# Having a problem with atom/ion radius

1. Jan 20, 2005

### walker

Okay I think this question has been addressed slightly before however I seem to be having difficulty on it still.

The question asks: Arrange the following atoms or ions in order of increasing radius Cl, S2-, K, K+, O

Now I have them arranged as

O < Cl < K+ < S2- < K

The arrangement of K+ and S2- is where I am stumped. The question goes on to ask "Give an explanation for the position of S2- in relation to the atom or ion that comes just before and just after" Now I would only assume they're talking about the K+ and K atom/ion so I placed S2- in between. Now my best guess at why S2- is where it is, is due to the gain in electrons. But how do I prove this? Is it because the S atom has gained two electrons and the K atom has only lost one that the S2- ion becomes larger than the K+ ion?

Is there a certain method I should be using to determine the actual resultant size of these atoms when they gain or lose electrons?

I tried to keep the post as informative as possible I'm not trying to scam any answer out of anyone I'm trying to learn how to solve this problem.

2. Jan 20, 2005

### chem_tr

Hello, http://www.scescape.net/~woods/elements/sulfur.html [Broken] mentions about sulfur's neutral and anionic radii. Potassium atom has the radius of 2.27 angströms, and 1+ cation has 1.52 angströms (according to the same website, change the final part as potassium.htm). Since S2- is 1.70 angströms, it is much larger than potassium cation. The best explanation would be listing their respective radii with them, the sorting will automatically be done.

Last edited by a moderator: May 1, 2017
3. Jan 20, 2005

### walker

Only problem is I believe that stating the exact atomic radius is beyond the scope of the question and this part (if not all) of the course. I also believe that just simply stating their atomic radius does not explain fully why S2- is located where it is.

Last edited by a moderator: May 1, 2017
4. Jan 20, 2005

### Gokul43201

Staff Emeritus
First let's prove that : K+ < S2-

These two are isoelectronic species (they both have 18 electrons).
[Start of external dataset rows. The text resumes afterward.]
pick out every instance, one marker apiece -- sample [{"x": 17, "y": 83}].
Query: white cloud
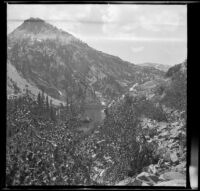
[
  {"x": 137, "y": 49},
  {"x": 165, "y": 20}
]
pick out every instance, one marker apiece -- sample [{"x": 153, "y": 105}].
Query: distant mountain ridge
[
  {"x": 61, "y": 65},
  {"x": 161, "y": 67}
]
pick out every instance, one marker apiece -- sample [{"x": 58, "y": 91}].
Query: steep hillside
[{"x": 63, "y": 66}]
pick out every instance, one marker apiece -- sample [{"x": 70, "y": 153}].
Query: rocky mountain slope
[{"x": 63, "y": 66}]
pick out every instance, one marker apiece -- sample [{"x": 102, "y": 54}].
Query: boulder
[
  {"x": 176, "y": 182},
  {"x": 173, "y": 157},
  {"x": 172, "y": 176},
  {"x": 124, "y": 182},
  {"x": 181, "y": 167}
]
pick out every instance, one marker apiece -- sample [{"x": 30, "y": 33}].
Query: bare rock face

So, the difference between their ionic radii comes down to the difference in their nuclear charge. K+ has 19 protons while S2- only has 16. Due to the larger nuclear charge, K+ must necessarily be smaller (as the attraction towards the nucleus is greater).

Now compare K and S2-

K must be bigger because you are just starting to fill the 4th shell, while S2- only has electrons in 3 shells. However as you go along the period from K to Ca, Sc, etc. the radius decreases making the judgement difficult. This argument is not complete, as it does not compare nuclear charges. While S2- has a smaller nuclear charge thanK, the increase in radius due to this, is not sufficient to overcome the incresing size due to the addition of a new shell. In fact, P3-, which would be bigger than S2- (by the isoelectronic species argument), is still smaller than K.

Warning : Don't not use the Isoelectronic Species comparison to the Noble Gases. They can be weird ! :yuck:

5. Jan 21, 2005

### walker

wow man thanks for the help here... this question was getting to me

one of those questions i guess when you finally get the answer its like "What the hell i should have known that!"